When he’s not working, Feng is coached on dance, performance and broadcasting skills.

“I once had to broadcast live for three days for a contest. I sang 10 to 20 songs in an hour and at some point I just had to sleep with the camera on,” Feng said. “It’s damaging my voice. Now I try to keep my broadcasting time to within five hours.”

“As a man, I’m already at a disadvantage because the good-looking women are naturally more popular hosts,” he said. “I’ll have to work and train harder if I want to move on from hosting. I want to be a real star.”

Ms Yeah the office chef says she often works through the night on her videos as she has to travel for business during the week. She usually has just two days to put together a video – from brainstorming ideas to food preparation, filming and editing the footage.

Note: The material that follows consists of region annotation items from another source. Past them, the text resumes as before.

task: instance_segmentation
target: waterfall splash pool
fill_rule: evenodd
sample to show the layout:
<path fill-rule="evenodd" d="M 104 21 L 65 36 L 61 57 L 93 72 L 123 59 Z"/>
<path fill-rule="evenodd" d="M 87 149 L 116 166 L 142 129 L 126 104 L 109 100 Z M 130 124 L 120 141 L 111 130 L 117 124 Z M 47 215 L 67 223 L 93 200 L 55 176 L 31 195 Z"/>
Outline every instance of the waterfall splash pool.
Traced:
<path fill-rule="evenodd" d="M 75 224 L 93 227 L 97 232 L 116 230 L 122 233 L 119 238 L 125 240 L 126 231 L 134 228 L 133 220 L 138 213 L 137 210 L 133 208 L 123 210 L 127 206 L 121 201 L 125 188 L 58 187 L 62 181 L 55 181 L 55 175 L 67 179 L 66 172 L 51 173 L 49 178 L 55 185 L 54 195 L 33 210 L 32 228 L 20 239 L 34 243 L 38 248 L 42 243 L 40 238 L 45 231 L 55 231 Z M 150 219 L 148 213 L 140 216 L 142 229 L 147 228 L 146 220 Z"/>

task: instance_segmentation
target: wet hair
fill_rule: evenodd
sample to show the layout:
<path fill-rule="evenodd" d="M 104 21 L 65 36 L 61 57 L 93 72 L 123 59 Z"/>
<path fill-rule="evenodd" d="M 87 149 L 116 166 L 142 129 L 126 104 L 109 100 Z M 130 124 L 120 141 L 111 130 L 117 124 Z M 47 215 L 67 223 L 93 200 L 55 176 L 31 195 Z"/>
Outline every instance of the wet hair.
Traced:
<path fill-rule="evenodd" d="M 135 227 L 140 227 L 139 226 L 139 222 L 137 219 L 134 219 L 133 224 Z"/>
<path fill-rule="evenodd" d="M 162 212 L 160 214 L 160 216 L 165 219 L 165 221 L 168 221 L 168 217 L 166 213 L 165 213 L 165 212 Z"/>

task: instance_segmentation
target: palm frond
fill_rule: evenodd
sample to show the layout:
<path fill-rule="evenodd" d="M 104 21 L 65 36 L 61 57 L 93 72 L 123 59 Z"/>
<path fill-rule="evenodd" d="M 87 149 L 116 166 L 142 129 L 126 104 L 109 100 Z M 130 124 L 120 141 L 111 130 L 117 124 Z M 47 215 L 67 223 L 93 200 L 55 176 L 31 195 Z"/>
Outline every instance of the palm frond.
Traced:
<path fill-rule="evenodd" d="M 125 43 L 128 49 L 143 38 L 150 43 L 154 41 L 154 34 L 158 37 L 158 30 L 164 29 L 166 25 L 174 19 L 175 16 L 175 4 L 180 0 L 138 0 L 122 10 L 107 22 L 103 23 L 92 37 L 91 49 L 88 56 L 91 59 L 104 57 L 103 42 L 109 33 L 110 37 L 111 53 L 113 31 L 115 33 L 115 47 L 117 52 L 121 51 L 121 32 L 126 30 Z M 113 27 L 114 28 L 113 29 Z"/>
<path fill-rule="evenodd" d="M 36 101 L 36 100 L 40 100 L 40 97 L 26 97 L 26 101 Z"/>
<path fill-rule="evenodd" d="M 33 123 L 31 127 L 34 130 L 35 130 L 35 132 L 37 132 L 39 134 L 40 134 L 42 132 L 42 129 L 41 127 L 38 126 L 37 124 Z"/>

And she sometimes finds herself in potentially dangerous situations as she tries to come up with videos to amuse and entertain her audience. In a recent episode, she ignited foam in her bare hand to fry a fish.

Another video featured an old-school Chinese popcorn maker – a hand-operated, coal-fired machine which she used to cook crayfish. The machines are known for making a deafening bang when the popping chamber is opened – hence “explosive Chinese popcorn”.

“When I was a child, I was always too scared to watch when it was popped. For my video, I had to look calm and kick the oven for that final bang – but I was really, really scared,” she said.

For fashion maven Cherie, the job wasn’t always so lucrative. She recalled getting drenched in a downpour while she was collecting stock because she didn’t want to pay the 100 yuan taxi fare. She also spent hours with her business partner laboriously copying out delivery addresses by hand to save on printing costs – they would get so tired they would often fall asleep on the floor.

“For us wanghong, you start at the bottom but you have the possibility of realising your dreams,” Cherie said. “But it’s a case of no pain, no gain – just like any other job.”